Ando estos días un poco revuelto. El lunes grabo en mi casa el programa de Bertín Osborne, y como en sus entrevistas se habla mucho de la infancia estoy revisitando la mía para refrescar la memoria. Y me he dado cuenta de que volver a ella no me hace especialmente feliz. Para mí no fue esa etapa tan idílica que tantos añoran. Nací en el 70, con Franco vivo. Recuerdo que, cuando murió , tenía yo 5 años, varios amigos del bloque jugamos a reproducir lo que veíamos en la tele: riadas y riadas de gente pasando por delante del cadáver para darle su último adiós. En el rellano del séptimo uno hacía de Franco tirado en el suelo y los demás dábamos vueltas en torno a él.

Era aquella una España triste, cargada de absurda moralina y miedo a todo. Qué coñazo las semanas santas, que no se podía poner la poca tele que había –recordemos, sólo existía un canal–, ni la radio, ¡ni cantar!, porque estaba muy mal visto. Qué aburrimiento el temor que se le infundió a la gente y que caló de manera muy honda en mi padre, que evitaba siempre hablar de política. “Tú no te signifiques”, le decía mi abuela materna a mi tía, lo que quería decir que bajo ningún concepto se quejara en el trabajo, que no fuera una voz discordante. Que se aborregara, en definitiva.

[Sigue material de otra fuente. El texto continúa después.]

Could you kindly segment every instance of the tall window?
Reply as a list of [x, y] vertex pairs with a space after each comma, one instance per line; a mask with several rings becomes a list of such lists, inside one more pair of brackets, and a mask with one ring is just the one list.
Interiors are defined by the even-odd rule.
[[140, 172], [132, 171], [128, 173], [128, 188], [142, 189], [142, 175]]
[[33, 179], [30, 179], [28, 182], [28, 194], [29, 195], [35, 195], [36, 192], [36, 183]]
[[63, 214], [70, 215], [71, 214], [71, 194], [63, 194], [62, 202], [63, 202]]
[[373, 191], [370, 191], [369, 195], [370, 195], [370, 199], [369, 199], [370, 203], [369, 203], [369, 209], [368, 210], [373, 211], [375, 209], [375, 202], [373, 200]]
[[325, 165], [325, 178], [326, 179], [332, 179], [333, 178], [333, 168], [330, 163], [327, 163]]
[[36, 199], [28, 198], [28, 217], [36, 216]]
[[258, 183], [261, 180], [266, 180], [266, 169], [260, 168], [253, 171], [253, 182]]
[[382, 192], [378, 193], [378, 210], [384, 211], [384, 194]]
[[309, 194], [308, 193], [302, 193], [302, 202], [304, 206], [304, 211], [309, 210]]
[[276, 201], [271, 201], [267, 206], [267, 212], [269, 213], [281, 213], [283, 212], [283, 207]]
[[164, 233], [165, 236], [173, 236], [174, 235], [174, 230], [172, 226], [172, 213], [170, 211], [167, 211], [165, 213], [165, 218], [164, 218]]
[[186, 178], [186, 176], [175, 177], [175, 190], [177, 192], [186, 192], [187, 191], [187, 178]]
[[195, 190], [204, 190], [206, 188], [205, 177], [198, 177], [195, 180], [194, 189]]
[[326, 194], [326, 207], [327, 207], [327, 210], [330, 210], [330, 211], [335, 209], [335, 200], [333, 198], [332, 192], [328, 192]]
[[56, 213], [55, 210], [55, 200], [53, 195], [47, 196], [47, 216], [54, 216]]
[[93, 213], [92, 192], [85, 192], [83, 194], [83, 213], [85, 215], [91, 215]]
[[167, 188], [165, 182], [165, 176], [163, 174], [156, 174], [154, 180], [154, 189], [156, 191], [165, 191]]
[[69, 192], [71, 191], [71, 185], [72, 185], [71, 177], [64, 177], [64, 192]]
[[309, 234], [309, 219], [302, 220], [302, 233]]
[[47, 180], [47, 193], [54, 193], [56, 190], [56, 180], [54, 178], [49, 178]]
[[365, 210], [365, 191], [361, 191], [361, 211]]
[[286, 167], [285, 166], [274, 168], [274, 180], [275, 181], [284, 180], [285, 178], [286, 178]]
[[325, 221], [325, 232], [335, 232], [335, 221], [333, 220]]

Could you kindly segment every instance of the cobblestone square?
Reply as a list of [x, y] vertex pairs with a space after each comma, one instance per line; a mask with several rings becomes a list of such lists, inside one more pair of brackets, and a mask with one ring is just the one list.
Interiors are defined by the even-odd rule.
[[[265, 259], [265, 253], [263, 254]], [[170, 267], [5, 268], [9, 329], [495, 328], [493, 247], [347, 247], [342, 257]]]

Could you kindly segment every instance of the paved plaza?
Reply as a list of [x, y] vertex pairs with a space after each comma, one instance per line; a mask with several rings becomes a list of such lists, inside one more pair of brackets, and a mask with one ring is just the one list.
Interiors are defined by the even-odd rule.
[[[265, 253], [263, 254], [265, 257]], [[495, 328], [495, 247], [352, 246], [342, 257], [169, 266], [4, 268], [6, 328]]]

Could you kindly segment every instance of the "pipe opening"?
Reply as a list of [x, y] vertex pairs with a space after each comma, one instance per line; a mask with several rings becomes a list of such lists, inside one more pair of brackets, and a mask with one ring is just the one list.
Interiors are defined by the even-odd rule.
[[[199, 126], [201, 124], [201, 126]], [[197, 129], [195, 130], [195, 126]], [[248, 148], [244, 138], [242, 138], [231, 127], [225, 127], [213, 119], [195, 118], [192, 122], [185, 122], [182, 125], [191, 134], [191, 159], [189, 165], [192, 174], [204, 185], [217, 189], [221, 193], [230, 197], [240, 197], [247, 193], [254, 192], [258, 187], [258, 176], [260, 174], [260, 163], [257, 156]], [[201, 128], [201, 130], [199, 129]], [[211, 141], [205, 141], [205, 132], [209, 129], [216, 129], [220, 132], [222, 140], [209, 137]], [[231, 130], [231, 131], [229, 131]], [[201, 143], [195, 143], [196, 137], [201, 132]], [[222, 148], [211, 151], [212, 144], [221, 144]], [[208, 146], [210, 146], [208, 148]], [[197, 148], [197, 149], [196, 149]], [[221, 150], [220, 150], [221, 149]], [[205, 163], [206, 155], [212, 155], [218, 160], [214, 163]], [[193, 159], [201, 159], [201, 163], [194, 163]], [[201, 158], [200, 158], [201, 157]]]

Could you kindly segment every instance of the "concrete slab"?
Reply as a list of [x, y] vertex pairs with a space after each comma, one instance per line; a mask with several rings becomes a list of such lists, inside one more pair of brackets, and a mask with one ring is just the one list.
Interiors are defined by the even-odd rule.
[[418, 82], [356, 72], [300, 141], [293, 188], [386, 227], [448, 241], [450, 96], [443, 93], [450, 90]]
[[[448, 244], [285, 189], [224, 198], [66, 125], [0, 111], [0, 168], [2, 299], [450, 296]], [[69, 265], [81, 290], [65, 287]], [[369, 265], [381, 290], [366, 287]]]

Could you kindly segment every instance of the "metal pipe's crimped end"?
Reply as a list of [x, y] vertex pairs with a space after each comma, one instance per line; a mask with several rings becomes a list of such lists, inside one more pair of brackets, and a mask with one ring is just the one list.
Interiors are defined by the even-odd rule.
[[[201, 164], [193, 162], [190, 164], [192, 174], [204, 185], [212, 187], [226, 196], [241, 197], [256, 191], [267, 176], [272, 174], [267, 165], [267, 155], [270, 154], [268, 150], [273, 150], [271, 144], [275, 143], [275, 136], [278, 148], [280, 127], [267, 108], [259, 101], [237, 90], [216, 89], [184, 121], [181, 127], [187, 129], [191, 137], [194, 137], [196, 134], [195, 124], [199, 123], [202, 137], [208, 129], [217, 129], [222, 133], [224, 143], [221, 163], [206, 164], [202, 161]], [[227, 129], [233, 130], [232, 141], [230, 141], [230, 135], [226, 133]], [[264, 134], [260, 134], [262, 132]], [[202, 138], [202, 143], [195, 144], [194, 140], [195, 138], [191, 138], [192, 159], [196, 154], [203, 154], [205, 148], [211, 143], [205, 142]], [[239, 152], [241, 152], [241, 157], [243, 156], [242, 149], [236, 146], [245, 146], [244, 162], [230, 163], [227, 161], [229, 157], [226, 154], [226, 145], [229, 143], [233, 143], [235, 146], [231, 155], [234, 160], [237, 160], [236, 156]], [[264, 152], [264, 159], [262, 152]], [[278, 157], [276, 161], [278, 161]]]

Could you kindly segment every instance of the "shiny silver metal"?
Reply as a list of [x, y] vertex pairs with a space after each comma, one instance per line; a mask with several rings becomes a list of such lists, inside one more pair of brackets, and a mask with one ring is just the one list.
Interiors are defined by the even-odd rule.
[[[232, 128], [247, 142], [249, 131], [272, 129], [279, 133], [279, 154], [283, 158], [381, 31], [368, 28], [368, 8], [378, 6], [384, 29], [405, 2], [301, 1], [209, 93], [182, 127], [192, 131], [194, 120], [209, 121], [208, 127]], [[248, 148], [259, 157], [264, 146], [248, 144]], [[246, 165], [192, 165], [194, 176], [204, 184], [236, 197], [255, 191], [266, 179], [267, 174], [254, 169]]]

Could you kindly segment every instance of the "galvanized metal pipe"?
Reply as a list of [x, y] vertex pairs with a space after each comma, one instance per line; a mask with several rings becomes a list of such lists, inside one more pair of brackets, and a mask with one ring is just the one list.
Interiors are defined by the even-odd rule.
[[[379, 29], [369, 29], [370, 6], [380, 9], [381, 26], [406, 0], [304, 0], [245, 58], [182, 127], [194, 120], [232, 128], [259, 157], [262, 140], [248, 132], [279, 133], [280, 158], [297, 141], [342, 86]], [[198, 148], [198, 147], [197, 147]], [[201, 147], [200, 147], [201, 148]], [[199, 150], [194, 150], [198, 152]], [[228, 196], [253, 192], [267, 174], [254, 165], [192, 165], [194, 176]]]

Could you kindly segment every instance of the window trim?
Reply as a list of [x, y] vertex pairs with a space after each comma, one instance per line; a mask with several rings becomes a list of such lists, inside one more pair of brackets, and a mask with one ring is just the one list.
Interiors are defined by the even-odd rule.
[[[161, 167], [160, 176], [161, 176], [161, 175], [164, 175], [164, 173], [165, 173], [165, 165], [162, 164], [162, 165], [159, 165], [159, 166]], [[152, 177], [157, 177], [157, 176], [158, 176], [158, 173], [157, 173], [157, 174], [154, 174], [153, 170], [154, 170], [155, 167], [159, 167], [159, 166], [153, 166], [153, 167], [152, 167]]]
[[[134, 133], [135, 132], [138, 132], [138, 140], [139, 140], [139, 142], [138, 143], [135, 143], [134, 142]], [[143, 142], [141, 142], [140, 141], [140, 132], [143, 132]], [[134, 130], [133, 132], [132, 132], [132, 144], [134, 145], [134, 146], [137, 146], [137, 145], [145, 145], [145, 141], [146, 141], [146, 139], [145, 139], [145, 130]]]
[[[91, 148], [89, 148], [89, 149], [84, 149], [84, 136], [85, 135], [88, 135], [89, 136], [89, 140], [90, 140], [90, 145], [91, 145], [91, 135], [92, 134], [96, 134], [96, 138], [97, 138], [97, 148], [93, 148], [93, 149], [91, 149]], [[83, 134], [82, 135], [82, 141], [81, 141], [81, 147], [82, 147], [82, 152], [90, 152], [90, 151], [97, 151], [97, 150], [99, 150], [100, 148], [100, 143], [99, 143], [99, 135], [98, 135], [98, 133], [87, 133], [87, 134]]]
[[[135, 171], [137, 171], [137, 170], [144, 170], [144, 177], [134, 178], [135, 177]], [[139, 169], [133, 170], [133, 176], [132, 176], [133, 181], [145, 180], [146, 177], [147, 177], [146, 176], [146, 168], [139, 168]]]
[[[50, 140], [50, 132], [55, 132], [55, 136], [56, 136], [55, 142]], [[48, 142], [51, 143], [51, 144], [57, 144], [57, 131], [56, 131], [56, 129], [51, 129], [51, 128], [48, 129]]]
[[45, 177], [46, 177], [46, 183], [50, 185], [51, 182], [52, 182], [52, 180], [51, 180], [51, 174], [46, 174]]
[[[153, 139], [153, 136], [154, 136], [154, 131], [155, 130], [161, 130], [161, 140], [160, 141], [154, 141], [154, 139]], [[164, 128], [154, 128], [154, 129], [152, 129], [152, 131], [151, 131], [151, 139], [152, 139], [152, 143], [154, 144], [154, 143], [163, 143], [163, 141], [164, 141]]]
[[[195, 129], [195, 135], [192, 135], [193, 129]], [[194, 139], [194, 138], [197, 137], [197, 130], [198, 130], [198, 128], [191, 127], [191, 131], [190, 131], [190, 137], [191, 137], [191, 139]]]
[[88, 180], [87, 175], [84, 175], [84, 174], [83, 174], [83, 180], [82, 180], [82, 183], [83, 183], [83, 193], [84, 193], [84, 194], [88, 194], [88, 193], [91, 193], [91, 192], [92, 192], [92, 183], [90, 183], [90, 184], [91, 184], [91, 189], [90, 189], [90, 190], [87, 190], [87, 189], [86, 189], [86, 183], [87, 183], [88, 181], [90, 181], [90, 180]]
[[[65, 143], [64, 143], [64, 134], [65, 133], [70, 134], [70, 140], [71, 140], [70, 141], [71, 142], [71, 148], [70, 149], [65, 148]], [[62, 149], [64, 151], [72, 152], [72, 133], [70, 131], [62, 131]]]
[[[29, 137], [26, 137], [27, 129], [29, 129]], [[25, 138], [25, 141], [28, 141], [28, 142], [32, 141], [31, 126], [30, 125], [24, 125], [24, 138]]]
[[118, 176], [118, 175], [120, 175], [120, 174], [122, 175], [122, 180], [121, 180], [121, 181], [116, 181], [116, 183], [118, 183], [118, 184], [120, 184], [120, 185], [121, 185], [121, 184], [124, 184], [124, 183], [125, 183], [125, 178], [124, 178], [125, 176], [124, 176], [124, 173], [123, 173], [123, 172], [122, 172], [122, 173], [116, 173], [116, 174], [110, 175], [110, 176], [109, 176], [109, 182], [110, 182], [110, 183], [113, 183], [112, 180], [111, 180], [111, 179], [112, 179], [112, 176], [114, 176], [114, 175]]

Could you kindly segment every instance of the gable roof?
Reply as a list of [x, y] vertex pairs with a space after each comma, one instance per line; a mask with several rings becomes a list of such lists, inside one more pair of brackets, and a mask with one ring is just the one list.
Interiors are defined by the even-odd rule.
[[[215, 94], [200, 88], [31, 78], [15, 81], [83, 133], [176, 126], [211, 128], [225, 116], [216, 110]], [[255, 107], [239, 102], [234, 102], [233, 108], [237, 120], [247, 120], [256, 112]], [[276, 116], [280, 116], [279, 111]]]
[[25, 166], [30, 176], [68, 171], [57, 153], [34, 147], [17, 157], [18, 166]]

Crecí bajo las órdenes de un padre severo que en los estudios no me dejaba pasar ni una porque quería que consiguiera lo que él no logró: estudiar en la universidad. A esa tensión se le sumaba la angustia de sentir, en esa España gris, que me gustaban los niños en vez de las niñas. Cuarenta años después sigo recibiendo el mismo tipo de insultos. Cuarenta años después sale Pablo Casado diciendo que el aborto no es un derecho. Cuarenta años después seguimos en el mismo punto que hace cuarenta años. Y, en mi caso, lo malo no es que ya no me quedan fuerzas para discutir, sino que no quiero desperdiciarlas en debates que no deberían ni producirse, porque la libertad no se discute, se alcanza. Y, una vez conquistada, no deberíamos cometer la irresponsabilidad de ponerla en duda.